Das Labyrinth Heilspfad und Erlösungsweg
Die Christianisierung der griechisch-römischen Welt geht mit der Überformung und Neudeutung älterer, ehedem heidnischer Bildformeln und Symbole einher. Auch das Labyrinth erfährt im Zug dieser transformierenden Aneignung eine spezifisch christliche Auslegung. Aufgrund seiner Strukturmerkmale taugt es hervorragend als Modell einer sündigen, todverstrickten und heilsbedürftigen Welt.
Zum Erfolg des Labyrinths als Erlösungsfigur trägt vor allem die geschmeidige, völlig plausible Übersetzung der Theseus-Sage und ihres Personals in die christliche Gedankenwelt bei: Auf ihrem Weg durch das irdische Dasein ist die Seele unentwegt vielen Bedrohungen ausgesetzt. Sie kann sogar ganz verloren gehen. Sichere Orientierung auf diesem gefahrvollen Weg bieten alleine der Glaube, Christus und die Fürsprache der Heiligen. Mit Hilfe dieses Ariadnefadens findet der Mensch das Ziel seiner irdischen Wanderung. Im Zentrum des Pfads, in seiner unbewegten Mitte thront Christus. Wie Theseus hat er sein Leben freiwillig geopfert, um die Menschheit vom Bösen zu erretten.

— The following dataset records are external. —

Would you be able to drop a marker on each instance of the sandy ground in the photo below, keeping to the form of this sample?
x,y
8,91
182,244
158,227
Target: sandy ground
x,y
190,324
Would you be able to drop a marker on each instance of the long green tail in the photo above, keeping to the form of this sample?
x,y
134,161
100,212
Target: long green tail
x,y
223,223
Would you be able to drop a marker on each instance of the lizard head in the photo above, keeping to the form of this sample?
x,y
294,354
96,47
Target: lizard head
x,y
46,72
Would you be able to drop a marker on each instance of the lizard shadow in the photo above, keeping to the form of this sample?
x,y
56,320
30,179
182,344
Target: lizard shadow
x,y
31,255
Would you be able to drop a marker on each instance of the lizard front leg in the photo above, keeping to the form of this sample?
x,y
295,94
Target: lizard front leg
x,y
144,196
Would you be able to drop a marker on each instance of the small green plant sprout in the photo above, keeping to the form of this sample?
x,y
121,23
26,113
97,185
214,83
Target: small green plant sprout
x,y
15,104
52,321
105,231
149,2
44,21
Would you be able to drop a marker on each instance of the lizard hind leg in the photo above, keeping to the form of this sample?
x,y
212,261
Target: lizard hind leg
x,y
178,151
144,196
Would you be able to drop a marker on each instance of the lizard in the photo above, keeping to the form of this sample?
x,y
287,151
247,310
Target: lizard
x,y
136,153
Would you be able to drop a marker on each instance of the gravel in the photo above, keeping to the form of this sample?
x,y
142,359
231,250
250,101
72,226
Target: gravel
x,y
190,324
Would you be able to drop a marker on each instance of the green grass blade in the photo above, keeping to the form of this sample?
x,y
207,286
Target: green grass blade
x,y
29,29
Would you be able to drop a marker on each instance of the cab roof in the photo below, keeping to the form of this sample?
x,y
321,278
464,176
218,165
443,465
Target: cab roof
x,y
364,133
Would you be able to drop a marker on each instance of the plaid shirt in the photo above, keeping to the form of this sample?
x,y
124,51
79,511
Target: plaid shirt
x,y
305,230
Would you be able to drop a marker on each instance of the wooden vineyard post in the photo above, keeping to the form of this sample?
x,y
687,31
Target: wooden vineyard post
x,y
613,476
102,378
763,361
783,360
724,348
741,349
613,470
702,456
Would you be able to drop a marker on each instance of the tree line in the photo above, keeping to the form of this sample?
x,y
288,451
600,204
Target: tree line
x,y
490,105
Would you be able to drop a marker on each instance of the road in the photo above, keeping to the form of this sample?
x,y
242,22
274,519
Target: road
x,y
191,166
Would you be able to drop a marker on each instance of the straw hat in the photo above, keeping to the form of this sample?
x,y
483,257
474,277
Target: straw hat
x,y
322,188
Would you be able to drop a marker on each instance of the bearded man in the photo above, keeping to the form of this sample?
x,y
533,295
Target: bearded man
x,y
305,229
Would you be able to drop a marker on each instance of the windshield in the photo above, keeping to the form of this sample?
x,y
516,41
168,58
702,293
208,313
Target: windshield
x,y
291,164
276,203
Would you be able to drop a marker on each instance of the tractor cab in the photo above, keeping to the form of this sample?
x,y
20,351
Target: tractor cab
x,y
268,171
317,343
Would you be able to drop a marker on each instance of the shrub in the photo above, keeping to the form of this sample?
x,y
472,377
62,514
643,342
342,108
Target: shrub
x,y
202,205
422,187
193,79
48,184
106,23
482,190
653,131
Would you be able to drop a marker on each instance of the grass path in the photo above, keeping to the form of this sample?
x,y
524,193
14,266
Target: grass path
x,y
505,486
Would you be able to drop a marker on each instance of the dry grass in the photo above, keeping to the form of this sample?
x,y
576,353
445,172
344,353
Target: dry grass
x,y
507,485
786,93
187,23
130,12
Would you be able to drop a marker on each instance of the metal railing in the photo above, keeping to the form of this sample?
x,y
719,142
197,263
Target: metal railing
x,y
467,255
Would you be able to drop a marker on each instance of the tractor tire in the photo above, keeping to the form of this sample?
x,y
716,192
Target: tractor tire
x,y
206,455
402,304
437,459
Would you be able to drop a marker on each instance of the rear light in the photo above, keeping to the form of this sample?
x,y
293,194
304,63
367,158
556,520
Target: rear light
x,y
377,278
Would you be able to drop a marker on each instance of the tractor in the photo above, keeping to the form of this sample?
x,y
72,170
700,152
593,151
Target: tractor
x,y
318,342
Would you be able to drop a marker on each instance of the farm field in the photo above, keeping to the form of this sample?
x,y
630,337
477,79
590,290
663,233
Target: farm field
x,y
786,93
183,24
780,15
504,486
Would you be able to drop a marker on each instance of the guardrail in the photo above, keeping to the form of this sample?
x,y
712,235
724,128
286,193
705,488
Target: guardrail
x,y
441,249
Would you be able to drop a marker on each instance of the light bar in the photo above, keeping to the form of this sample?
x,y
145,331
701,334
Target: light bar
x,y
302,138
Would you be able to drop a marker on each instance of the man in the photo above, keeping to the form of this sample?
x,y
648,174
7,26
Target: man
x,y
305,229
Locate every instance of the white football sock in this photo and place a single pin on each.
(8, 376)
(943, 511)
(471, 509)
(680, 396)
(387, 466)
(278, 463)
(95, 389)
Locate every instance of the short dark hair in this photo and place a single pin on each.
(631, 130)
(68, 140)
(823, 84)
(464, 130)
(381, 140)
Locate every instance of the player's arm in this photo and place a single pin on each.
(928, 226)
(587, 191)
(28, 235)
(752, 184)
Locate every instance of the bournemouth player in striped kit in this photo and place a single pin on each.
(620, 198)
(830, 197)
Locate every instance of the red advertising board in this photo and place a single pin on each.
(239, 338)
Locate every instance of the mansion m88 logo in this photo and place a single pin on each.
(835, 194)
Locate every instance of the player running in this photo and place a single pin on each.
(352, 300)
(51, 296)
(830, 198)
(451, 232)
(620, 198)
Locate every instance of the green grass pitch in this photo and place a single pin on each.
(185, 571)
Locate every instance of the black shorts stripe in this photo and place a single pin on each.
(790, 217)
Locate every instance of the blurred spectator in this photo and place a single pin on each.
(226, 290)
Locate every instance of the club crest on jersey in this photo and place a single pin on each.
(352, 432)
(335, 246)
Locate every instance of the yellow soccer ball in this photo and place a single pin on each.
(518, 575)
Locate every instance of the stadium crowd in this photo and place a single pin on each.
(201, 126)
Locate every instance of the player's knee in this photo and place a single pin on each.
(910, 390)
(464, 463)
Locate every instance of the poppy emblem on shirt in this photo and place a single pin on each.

Und wie Theseus seine Gefährten, führt er die Brüder und Schwestern zuletzt aus der Todesfalle ins Leben zurück.
Glaubensmeditation und Heilsversprechen
Das zwölfte Jahrhundert ist die Blütezeit der großen gotischen Kathedralen und der Fußbodenlabyrinthe. Die in den Boden eingelassenen oder eingelegten Formen ermöglichen den körperlichen oder kontemplativen Nachvollzug zentraler Glaubenswahrheiten. Die sinn- und augenfällige Botschaft der Wegmetapher ist unmissverständlich: Es gibt nur einen Pfad zum Heil und wer ihn beschreitet, darf sich der Erlösung von der Erbsünde gewiss sein. Ob die Fußbodenlabyrinthe, wie immer wieder behauptet, auch als Ersatz für eine Pilgerreise nach Jerusalem angeboten und genutzt wurden, ist eine nicht durch zeitgenössische Quellen belegbare Spekulation.